Node quorum with tiebreaker disks
When running on small GPFS™ clusters, you might want to have the cluster remain online with only one surviving node.
To achieve this, you need to add a tiebreaker disk to the quorum configuration. Node quorum with tiebreaker disks allows you to run with as little as one quorum node available as long as you have access to a majority of the quorum disks (refer to Figure 1). Enabling node quorum with tiebreaker disks starts by designating one or more nodes as quorum nodes. Then one to three disks are defined as tiebreaker disks using the tiebreakerDisks parameter on the mmchconfig command. You can designate any disk to be a tiebreaker.
When utilizing node quorum with tiebreaker disks, there are specific rules for cluster nodes and for tiebreaker disks.
- There is a maximum of eight quorum nodes.
- All quorum nodes need to have access to all of the tiebreaker disks.
- When using the traditional server-based (non-CCR) configuration repository, you should include the primary and secondary cluster configuration servers as quorum nodes.
- You may have an unlimited number of non-quorum nodes.
- If a network connection fails, which causes the loss of quorum, and quorum is maintained by tiebreaker disks, the following rationale is used to re-establish quorum. If a group has the cluster manager, it is the "survivor". The cluster manager can give up its role if it communicates with fewer than the minimum number of quorum nodes as defined by the minQuorumNodes configuration parameter. In this case, other groups with the minimum number of quorum nodes (if they exist) can choose a new cluster manager.
Changing quorum semantics:
When using the cluster configuration repository (CCR) to store configuration files, the total number of quorum nodes is limited to eight, regardless of quorum semantics, but the use of tiebreaker disks can be enabled or disabled at any time by issuing an mmchconfig tiebreakerDisks command. The change will take effect immediately, and it is not necessary to shut down GPFS when making this change.
- To configure more than eight quorum nodes under the server-based
(non-CCR) configuration repository, you must disable node quorum with
tiebreaker disks and restart the GPFS daemon.
To disable node quorum with tiebreaker disks:
- Issue the mmshutdown -a command to shut down GPFS on all nodes.
- Change quorum semantics by issuing mmchconfig tiebreakerdisks=no.
- Add additional quorum nodes.
- Issue the mmstartup -a command to restart GPFS on all nodes.

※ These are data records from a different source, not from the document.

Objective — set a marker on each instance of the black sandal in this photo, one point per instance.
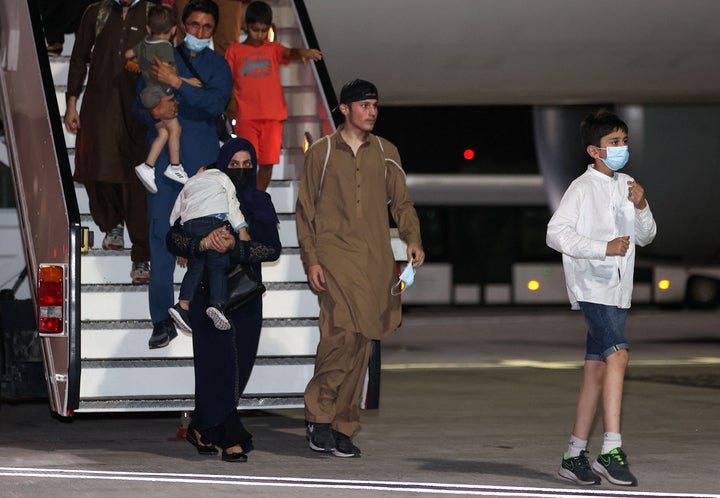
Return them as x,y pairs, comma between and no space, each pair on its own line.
203,449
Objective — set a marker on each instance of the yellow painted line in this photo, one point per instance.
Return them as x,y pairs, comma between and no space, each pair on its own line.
551,365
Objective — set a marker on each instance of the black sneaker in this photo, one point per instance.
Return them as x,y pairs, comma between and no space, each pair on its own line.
344,447
181,317
614,467
163,333
320,437
577,469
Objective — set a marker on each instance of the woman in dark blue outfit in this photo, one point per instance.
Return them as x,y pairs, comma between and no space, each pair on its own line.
224,359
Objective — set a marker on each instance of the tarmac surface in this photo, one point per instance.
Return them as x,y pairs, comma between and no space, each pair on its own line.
474,402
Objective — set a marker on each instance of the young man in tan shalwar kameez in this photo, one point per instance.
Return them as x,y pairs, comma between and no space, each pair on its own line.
349,180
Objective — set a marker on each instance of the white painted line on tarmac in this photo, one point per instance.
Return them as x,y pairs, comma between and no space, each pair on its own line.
349,484
551,365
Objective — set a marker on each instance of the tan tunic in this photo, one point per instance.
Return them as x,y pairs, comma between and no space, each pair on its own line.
110,142
346,231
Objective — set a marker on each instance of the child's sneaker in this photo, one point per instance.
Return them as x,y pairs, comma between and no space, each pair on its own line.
181,317
176,173
218,317
146,174
577,469
614,467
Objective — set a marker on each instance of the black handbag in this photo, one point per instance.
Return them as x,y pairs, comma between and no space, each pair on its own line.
243,286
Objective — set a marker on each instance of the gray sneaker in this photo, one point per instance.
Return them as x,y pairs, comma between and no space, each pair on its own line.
577,469
219,319
614,467
140,273
115,239
320,437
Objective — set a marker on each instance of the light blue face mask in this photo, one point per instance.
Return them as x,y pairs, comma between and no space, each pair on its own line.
196,44
406,279
617,157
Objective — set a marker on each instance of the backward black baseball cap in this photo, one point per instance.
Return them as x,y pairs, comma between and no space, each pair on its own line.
357,89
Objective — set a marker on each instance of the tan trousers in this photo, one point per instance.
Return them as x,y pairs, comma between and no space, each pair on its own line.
333,394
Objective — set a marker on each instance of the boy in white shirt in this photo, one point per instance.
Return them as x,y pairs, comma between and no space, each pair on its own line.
207,201
601,217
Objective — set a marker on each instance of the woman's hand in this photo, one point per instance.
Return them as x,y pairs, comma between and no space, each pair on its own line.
165,73
166,109
220,240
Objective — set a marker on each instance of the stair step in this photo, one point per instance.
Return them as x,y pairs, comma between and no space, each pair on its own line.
123,340
130,302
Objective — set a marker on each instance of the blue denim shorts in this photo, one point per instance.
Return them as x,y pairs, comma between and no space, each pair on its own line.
606,330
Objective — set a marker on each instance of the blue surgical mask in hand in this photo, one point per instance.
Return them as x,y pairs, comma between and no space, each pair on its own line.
406,279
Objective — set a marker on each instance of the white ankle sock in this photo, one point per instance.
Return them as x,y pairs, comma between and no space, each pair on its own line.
611,440
575,446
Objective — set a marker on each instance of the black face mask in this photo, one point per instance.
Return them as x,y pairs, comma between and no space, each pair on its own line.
241,177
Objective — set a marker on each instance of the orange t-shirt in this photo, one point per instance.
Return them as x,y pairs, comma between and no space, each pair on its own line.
256,80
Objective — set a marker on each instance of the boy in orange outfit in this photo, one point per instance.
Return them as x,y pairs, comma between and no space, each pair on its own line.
258,93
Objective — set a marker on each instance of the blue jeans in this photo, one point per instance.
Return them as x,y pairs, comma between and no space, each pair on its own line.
213,263
606,330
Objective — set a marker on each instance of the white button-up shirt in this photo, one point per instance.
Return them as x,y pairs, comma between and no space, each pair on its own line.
594,210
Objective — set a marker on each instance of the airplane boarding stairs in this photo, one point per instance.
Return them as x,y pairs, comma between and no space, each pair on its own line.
118,371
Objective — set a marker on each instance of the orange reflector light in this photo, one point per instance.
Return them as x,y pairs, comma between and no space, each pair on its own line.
50,299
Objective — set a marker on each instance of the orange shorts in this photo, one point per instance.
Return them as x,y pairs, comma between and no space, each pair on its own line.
265,135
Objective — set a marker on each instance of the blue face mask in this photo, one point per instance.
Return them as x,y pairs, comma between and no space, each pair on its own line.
196,44
617,157
406,279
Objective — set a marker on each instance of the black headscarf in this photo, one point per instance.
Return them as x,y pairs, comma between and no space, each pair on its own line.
255,204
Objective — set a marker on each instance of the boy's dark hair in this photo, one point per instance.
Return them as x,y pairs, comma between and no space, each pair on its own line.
206,6
258,11
161,19
598,124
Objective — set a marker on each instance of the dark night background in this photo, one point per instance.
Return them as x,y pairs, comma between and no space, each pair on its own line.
432,139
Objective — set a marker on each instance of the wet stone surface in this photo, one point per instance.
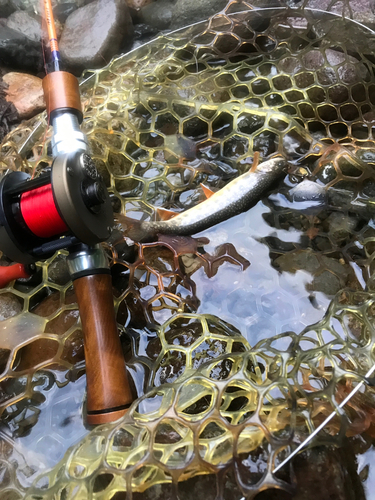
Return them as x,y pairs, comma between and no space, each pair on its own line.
95,33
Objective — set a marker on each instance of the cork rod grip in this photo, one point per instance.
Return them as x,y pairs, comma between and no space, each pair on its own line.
61,91
108,390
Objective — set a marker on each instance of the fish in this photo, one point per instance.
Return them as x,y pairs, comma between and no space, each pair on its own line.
307,197
236,197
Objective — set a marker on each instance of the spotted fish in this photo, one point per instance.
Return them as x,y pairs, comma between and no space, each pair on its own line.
238,196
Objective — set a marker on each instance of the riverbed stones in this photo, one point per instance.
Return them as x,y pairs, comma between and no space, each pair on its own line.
186,12
26,24
25,92
94,33
63,10
158,14
137,4
6,8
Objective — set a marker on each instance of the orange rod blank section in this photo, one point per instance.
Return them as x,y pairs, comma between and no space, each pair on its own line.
108,390
61,90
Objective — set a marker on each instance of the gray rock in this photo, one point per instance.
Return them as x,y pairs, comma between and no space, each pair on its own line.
341,226
19,52
63,10
187,12
329,275
26,24
94,34
158,14
6,8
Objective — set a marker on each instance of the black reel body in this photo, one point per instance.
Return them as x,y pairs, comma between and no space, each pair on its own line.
66,206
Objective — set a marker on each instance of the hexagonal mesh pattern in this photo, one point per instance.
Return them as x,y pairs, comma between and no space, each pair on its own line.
193,107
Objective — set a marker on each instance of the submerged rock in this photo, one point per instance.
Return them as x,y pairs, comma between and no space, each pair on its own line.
187,12
6,8
63,10
25,92
94,33
158,14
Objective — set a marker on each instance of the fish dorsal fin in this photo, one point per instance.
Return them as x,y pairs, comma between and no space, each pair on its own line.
255,161
207,191
165,214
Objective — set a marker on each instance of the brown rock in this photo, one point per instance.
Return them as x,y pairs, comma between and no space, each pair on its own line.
25,92
95,33
137,4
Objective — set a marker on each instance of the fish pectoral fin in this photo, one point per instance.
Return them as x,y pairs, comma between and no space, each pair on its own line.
207,191
165,214
255,161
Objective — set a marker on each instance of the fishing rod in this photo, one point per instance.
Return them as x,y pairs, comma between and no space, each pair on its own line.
69,208
327,420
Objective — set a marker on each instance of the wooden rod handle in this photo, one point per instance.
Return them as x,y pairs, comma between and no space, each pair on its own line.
108,390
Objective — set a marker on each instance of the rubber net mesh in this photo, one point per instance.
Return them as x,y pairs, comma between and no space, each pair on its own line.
221,401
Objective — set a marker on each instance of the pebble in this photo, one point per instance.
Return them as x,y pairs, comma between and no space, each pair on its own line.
94,33
187,12
26,24
20,52
25,92
157,14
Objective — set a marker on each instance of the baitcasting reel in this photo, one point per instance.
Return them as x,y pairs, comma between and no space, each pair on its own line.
61,208
69,207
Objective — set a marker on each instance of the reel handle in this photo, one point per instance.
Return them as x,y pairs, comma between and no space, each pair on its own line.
108,390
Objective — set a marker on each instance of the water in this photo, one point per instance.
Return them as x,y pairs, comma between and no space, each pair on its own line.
258,330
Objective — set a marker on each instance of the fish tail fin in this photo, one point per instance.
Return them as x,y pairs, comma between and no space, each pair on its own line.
133,228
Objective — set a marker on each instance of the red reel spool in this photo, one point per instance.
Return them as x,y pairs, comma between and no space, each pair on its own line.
40,214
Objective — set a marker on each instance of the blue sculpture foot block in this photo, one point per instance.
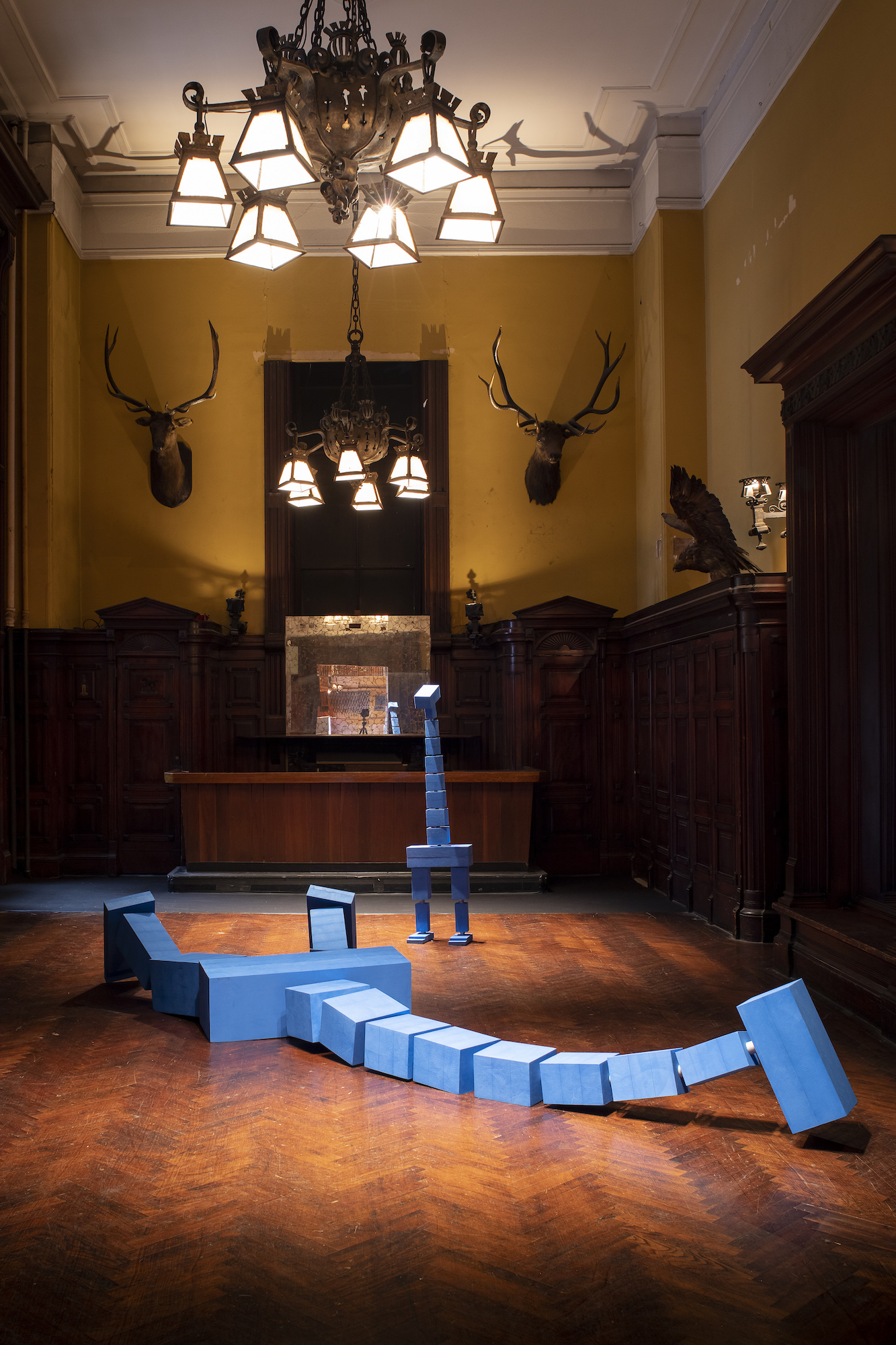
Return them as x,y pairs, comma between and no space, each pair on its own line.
510,1073
444,1059
343,1022
114,964
389,1043
576,1079
647,1074
143,938
304,1005
710,1061
798,1056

- If you remove quorum nodes and the new configuration has less
than eight quorum nodes, you can change the configuration to node
quorum with tiebreaker disks. To enable quorum with tiebreaker disks:
- Issue the mmshutdown -a command to shut down GPFS on all nodes.
- Delete the appropriate quorum nodes or run mmchnode --nonquorum to drop them to a client.
- Change quorum semantics by issuing the mmchconfig
tiebreakerdisks="diskList" command.
- The diskList contains the names of the tiebreaker disks.
- The list contains the NSD names of the disks, preferably one or three disks, separated by a semicolon (;) and enclosed by quotes.
- Issue the mmstartup -a command to restart GPFS on all nodes.
- You can have one, two, or three tiebreaker disks. However, you should use an odd number of tiebreaker disks.
- Among the quorum node groups that appear after an interconnect failure, only those having access to a majority of tiebreaker disks can be candidates to be the survivor group.
- Tiebreaker disks must be connected to all quorum nodes.
When a quorum node detects loss of network connectivity, but before GPFS runs the algorithm that decides if the node will remain in the cluster, the tiebreakerCheck event is triggered. This event is generated only in configurations that use quorum nodes with tiebreaker disks. It is also triggered on the cluster manager periodically by a challenge-response thread to verify that the node can still continue as cluster manager.